Speaking of which, as the Verma commission report's first anniversary nears, it's time to calmly examine existing rape laws. Here's a query — do you remember five-year-old Gudiya in Delhi last year? Gudiya was lured by two neighbours promising her potato chips. She was tied-up — hauntingly, under her own home while her parents, a construction worker and his wife, searched frantically everywhere — and raped for days.


Gudiya's assailants pushed plastic objects into her private parts, damaging her so severely, she needed five surgeries. Yet, her story melted quietly off the press. So did preoccupation with her masked assailants, awaiting judgment under amended rape laws. Following the Nirbhaya gang rape, the law finally recognised certain acts — acid attacks to trafficking — as serious crimes. But with innumerable Gudiya-like cases — reported child rape in India's leapt by over 330% since 2001 — the laws need further refinement.

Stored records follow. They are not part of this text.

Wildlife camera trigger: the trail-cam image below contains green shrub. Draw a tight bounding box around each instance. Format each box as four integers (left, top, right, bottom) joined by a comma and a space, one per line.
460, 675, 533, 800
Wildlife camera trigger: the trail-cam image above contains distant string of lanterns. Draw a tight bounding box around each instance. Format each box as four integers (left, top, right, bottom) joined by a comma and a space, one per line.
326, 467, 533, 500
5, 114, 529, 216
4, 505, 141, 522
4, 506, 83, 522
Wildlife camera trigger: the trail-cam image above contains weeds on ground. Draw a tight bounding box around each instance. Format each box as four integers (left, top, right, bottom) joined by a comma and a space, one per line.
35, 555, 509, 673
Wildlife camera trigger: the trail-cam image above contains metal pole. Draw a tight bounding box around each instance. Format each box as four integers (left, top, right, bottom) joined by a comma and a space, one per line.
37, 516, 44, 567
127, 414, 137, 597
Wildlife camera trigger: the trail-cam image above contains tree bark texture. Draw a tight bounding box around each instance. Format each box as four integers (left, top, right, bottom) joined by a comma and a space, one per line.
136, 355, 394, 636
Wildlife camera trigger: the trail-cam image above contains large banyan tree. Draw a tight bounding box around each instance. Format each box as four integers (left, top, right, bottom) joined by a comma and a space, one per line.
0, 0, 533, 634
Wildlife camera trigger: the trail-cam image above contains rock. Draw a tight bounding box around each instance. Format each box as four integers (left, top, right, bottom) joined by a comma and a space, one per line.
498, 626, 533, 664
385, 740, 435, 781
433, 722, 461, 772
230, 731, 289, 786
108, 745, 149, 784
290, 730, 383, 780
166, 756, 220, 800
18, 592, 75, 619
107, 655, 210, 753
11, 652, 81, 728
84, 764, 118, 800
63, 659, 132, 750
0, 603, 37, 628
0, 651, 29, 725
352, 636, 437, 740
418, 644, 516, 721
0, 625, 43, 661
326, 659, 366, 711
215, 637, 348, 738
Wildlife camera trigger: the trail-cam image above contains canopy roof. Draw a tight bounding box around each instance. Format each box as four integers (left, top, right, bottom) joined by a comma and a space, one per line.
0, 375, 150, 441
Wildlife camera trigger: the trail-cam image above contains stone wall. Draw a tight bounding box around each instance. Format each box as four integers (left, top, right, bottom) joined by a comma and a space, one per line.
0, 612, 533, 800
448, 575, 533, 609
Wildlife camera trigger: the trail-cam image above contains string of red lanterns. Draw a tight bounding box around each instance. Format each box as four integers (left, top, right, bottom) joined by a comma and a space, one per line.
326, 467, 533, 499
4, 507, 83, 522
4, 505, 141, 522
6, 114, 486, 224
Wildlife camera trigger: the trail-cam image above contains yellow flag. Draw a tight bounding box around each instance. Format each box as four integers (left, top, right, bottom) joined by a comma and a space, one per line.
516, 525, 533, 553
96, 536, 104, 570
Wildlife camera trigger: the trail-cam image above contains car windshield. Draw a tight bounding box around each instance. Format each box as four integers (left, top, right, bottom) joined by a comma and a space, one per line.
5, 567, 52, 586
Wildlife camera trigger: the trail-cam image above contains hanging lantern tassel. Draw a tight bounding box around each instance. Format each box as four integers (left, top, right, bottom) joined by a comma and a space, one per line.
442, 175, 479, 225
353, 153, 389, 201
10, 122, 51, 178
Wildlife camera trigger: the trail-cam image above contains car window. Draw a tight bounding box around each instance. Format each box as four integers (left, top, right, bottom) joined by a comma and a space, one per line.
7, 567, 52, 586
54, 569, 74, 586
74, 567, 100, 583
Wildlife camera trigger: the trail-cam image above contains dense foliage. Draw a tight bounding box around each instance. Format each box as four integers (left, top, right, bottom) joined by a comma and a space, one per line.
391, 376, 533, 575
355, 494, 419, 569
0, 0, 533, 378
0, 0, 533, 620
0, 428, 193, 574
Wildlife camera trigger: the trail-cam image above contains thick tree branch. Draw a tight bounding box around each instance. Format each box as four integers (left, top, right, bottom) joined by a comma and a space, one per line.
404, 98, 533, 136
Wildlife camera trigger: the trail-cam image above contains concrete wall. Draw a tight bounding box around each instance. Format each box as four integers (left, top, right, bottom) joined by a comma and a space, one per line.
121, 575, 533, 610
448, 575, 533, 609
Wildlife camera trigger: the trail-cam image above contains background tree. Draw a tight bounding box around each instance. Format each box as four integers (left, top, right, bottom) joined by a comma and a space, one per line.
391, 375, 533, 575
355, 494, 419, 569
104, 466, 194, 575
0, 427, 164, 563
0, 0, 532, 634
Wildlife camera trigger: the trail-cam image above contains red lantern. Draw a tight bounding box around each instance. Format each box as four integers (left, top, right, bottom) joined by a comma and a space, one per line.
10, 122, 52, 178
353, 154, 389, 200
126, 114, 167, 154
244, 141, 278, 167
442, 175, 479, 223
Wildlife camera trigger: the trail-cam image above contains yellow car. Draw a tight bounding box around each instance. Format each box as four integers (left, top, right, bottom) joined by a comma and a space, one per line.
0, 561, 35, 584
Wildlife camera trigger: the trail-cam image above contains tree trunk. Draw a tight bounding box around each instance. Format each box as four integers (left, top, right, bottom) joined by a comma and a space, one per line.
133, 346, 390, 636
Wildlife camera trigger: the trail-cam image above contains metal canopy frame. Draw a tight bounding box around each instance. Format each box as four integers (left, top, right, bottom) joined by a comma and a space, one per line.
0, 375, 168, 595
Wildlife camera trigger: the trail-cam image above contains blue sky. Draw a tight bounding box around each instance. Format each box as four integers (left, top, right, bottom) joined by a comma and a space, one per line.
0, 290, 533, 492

Recognising different degrees of violence that compose rape is crucial. Imagining 10 years in jail might deter your office sleaze. But did it frighten the gang that raped a 51-year-old Danish tourist? Given our abysmal rape conviction rates — about 24% — will a 10-year sentence, delivered after yawning decades, deter repeat offenders like those in Shakti Mills? This approach is again too broad in its brush strokes. With the juvenile, allegedly most savage to Nirbhaya, walking free soon, will this leave us shouting over a few shame-faced celebrity heads?



India has overcome great obstacles by finally talking about sex and recognising rape as a major crime. But now, rapes must be understood as crimes of variegated violence and given graded punishments, premeditation and savagery topping the list. For this, respecting the law remains vital. We can't let collective anxieties deteriorate into breathless grime — then, nothing can really be cleaned up.